SACRAMENTO, Calif. (AP) — A California firefighting aircraft that crashed into a canyon wall in Yosemite National Park last week, killing the pilot, might have struck a tree as it approached a wildfire, tearing off a wing, federal investigators said Wednesday.
The twin-engine S-2T air tanker was destroyed when it hit the ground and by a subsequent fire, the National Transportation Safety Board said in a preliminary report on the Oct. 7 crash.
A more complete investigation is ongoing and is expected to take months.
Veteran pilot Geoffrey "Craig" Hunt, the plane's sole crew member, was following another aircraft on his final approach as he prepared for his second run dropping 1,200 gallons of chemical retardant on a fire climbing a steep canyon wall near the park's west entrance.
A third plane flew overhead, directing the firefighting efforts.

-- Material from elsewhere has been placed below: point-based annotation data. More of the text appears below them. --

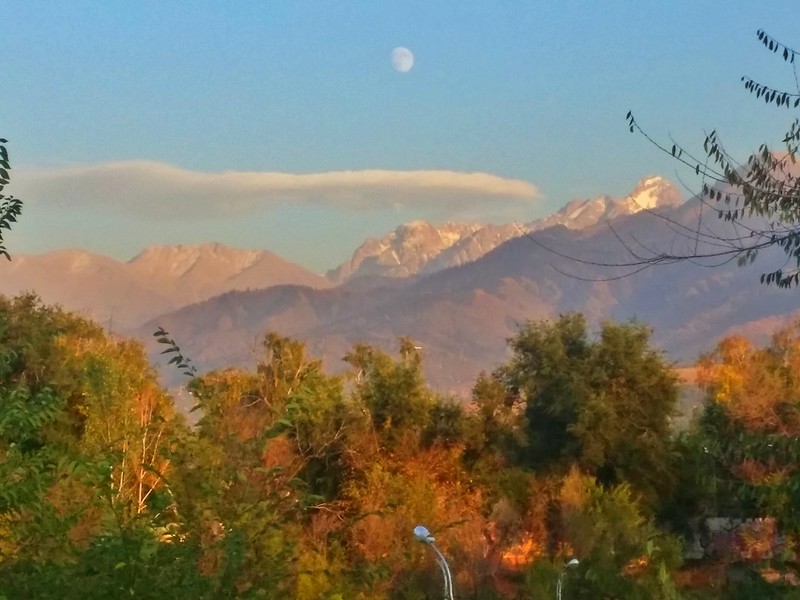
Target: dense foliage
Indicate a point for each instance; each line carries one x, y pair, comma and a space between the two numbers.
297, 484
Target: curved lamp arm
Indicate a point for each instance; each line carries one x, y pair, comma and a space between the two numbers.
423, 535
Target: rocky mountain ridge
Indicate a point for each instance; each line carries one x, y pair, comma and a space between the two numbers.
122, 294
422, 248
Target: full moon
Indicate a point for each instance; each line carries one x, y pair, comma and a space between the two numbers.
402, 60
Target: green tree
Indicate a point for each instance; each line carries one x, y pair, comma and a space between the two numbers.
603, 404
10, 207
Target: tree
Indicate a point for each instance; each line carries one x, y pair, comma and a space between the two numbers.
751, 426
759, 197
602, 404
10, 207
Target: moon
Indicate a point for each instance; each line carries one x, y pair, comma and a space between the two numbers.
402, 60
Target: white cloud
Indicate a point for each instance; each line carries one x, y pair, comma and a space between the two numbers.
162, 191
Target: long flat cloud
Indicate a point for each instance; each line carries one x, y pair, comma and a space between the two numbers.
158, 190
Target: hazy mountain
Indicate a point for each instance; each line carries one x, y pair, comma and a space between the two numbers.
161, 278
463, 315
420, 247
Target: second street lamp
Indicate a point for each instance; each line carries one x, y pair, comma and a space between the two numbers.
423, 535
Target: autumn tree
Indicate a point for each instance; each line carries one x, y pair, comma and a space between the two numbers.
85, 441
751, 426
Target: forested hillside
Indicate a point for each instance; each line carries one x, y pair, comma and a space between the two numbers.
298, 484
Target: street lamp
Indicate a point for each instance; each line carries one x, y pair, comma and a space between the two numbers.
574, 562
423, 535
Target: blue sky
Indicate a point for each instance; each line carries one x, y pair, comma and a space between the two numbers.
282, 125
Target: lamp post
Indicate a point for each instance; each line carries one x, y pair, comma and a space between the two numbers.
423, 535
574, 562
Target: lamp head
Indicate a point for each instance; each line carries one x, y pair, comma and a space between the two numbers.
423, 535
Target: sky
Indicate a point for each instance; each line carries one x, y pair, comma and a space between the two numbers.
283, 125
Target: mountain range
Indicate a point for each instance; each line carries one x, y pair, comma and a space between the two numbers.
459, 290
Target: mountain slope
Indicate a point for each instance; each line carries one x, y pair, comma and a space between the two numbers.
161, 278
420, 247
462, 316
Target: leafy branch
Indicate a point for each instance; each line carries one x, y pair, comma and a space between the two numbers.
182, 363
10, 207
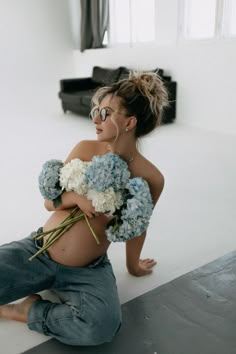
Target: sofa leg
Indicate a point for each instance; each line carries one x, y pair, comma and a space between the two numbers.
64, 107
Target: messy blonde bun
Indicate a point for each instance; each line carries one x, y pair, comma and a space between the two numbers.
142, 95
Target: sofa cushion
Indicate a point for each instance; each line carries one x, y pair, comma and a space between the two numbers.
105, 76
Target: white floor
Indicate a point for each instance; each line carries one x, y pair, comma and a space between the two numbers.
193, 223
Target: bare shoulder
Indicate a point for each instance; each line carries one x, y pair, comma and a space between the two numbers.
155, 178
86, 149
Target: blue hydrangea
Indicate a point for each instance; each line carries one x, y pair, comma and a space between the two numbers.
49, 184
134, 217
106, 171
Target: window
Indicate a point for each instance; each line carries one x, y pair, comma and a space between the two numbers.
199, 19
131, 21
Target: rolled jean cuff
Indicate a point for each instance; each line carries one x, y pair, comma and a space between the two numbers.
37, 315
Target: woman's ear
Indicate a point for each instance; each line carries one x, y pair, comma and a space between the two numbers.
132, 123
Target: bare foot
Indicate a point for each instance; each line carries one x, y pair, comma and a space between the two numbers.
19, 311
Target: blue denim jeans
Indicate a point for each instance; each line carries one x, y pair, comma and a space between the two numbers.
89, 311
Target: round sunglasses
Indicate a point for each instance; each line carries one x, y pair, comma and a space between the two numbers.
103, 113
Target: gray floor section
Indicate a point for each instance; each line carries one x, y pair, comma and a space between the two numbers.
195, 313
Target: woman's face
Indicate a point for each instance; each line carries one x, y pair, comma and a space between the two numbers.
109, 118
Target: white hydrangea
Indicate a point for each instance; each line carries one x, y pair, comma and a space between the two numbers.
107, 201
72, 176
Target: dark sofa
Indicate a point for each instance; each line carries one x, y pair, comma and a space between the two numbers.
76, 94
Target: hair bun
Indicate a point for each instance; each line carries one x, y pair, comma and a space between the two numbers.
151, 86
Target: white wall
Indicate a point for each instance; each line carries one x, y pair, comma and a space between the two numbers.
35, 52
204, 70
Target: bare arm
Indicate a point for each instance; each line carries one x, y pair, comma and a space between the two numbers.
134, 264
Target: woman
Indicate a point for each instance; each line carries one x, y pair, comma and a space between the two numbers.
75, 267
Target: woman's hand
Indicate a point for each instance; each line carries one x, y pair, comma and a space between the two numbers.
145, 267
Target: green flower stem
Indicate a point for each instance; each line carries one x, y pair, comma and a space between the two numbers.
58, 231
90, 227
65, 222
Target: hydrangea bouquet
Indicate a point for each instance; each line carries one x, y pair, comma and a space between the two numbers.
106, 182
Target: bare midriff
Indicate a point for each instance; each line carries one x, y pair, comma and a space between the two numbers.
77, 247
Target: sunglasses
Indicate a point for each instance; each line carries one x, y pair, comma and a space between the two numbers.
103, 113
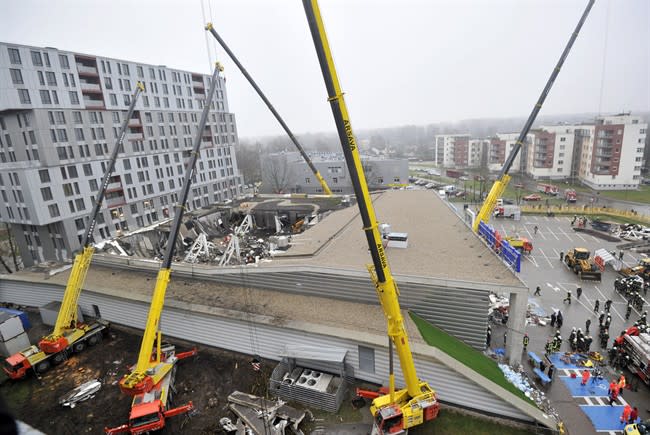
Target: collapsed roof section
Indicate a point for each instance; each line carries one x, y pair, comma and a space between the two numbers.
238, 233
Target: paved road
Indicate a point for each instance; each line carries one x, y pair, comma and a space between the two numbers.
545, 269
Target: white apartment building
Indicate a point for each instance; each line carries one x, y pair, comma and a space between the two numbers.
452, 150
500, 147
60, 113
611, 154
550, 152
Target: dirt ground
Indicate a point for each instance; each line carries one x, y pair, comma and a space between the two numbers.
206, 380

"The crew of the controller airplane reported that the accident airplane may have struck a tree with its wing, which separated from the airplane," according the five-paragraph report. "Both aircrews reported that there was smoke in the area, but visibility was good."
Authorities previously said the aircraft's left wing was found at the beginning of a roughly quarter-mile-long debris field.
Their investigation was complicated because of the wildfire that eventually burned more than 300 acres, cutting off electricity and the main roadway into Yosemite Valley for days.
The California Department of Forestry and Fire Protection's remaining 22 air tankers were grounded for two days during the height of the wildfire season, until investigators were satisfied that the deadly crash was not a result of faulty equipment that could affect the rest of the aging fleet.